Obyek wisata andalan Mesir yang menarik wisatawan mancanegara adalah peninggalan peradaban kuno yang sebagian besar berada di sepanjang tepi Sungai Nil.
Museum Nasional Mesir yang menyimpan banyak peninggalan mumi berusia ribuan tahun berada di Lapangan Tahrir, pusat kota Kairo yang berada di tepi Sungai Nil.

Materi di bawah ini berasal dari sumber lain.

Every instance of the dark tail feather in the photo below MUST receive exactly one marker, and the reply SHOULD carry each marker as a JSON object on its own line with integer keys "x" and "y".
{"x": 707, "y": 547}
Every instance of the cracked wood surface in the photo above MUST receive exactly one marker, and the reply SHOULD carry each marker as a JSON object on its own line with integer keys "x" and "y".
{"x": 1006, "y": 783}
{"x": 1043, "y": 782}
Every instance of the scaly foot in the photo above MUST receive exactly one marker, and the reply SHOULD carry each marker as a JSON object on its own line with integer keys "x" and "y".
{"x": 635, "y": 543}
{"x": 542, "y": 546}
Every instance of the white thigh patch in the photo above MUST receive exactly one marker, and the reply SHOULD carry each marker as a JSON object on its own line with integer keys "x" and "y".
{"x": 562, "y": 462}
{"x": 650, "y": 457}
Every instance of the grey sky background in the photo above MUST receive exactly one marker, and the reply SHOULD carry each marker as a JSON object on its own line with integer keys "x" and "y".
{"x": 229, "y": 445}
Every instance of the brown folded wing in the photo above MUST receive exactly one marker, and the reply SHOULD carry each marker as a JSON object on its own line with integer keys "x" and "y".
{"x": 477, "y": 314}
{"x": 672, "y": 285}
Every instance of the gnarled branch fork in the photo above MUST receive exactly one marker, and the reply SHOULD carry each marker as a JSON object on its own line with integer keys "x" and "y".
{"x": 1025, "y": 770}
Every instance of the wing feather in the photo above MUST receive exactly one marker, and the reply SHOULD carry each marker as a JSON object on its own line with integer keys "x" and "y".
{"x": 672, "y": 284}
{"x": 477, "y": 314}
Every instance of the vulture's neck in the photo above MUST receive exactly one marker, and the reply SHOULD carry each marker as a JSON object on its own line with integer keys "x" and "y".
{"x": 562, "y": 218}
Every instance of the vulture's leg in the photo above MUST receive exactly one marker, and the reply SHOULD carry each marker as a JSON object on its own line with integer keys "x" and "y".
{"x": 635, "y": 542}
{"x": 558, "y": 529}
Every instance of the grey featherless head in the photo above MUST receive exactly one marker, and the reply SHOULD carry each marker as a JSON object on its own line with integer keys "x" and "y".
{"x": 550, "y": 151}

Kota Luxor (sekitar 504 kilometer arah selatan kota Kairo) yang merupakan ibu kota Mesir pada era Dinasti Ramses (1292-1290 SM) dan banyak terdapat peninggalan kuil berusia ribuan tahun, berada di tepi Sungai Nil. Jutaan turis asing mengunjungi Museum Nasional Mesir dan kota Luxor setiap tahun.
Baca juga: Mesir, dari Era Piramida hingga Pencakar Langit
Lebih dari itu, 85 persen lebih kebutuhan air di Mesir, baik untuk tenaga pembangkit listrik, irigasi, maupun air minum berasal dari Sungai Nil. Maka, ada pemeo terkenal, peradaban Mesir dibangun dari Sungai Nil atau sebaliknya Sungai Nil yang membangun peradaban Mesir.
Sungai Nil memiliki panjang sekitar 6.650 kilometer dan merupakan sungai terpanjang di dunia. Namun, hanya sekitar seperlima panjang sungai itu yang melewati wilayah Mesir.
Sungai Nil melewati 11 negara Afrika, yaitu Kongo, Burundi, Rwanda, Uganda, Sudan Selatan, Kenya, Tanzania, Etiopia, Eritrea, Sudan, dan Mesir.
Sungai Nil mengalir dari tiga karakteristik geografi yang berbeda. Pertama, mengalir dari wilayah ketinggian pegunungan Moon dan Kikizi di Kongo, Rwanda, dan Burundi. Kedua, mengalir dari danau, seperti Edward, Albert, Victoria, dan Danau Kyoga.
Ketiga, bersumber dari pegunungan Etiopia, lalu mengalir melewati sungai-sungai menuju Danau Tana dan kemudian mengalir menjadi Sungai Nil menuju Sudan dan Mesir. Aliran Sungai Nil yang berasal dari pegunungan Etiopia disebut Sungai Nil Biru.
Adapun aliran Sungai Nil dari negara-negara Afrika lain disebut Sungai Nil Putih. Sungai Nil Biru dan Sungai Nil Putih bertemu di Khartoum, ibu kota Sudan. Dua sungai itu menyatu, kemudian mengalir ke Mesir.
Tiga kesepakatan
Terkait pengaturan penggunaan air Sungai Nil, terdapat tiga kesepakatan internasional, yaitu kesepakatan pada 1902, 1929, dan 1959. Semua kesepakatan tersebut cukup menguntungkan Mesir.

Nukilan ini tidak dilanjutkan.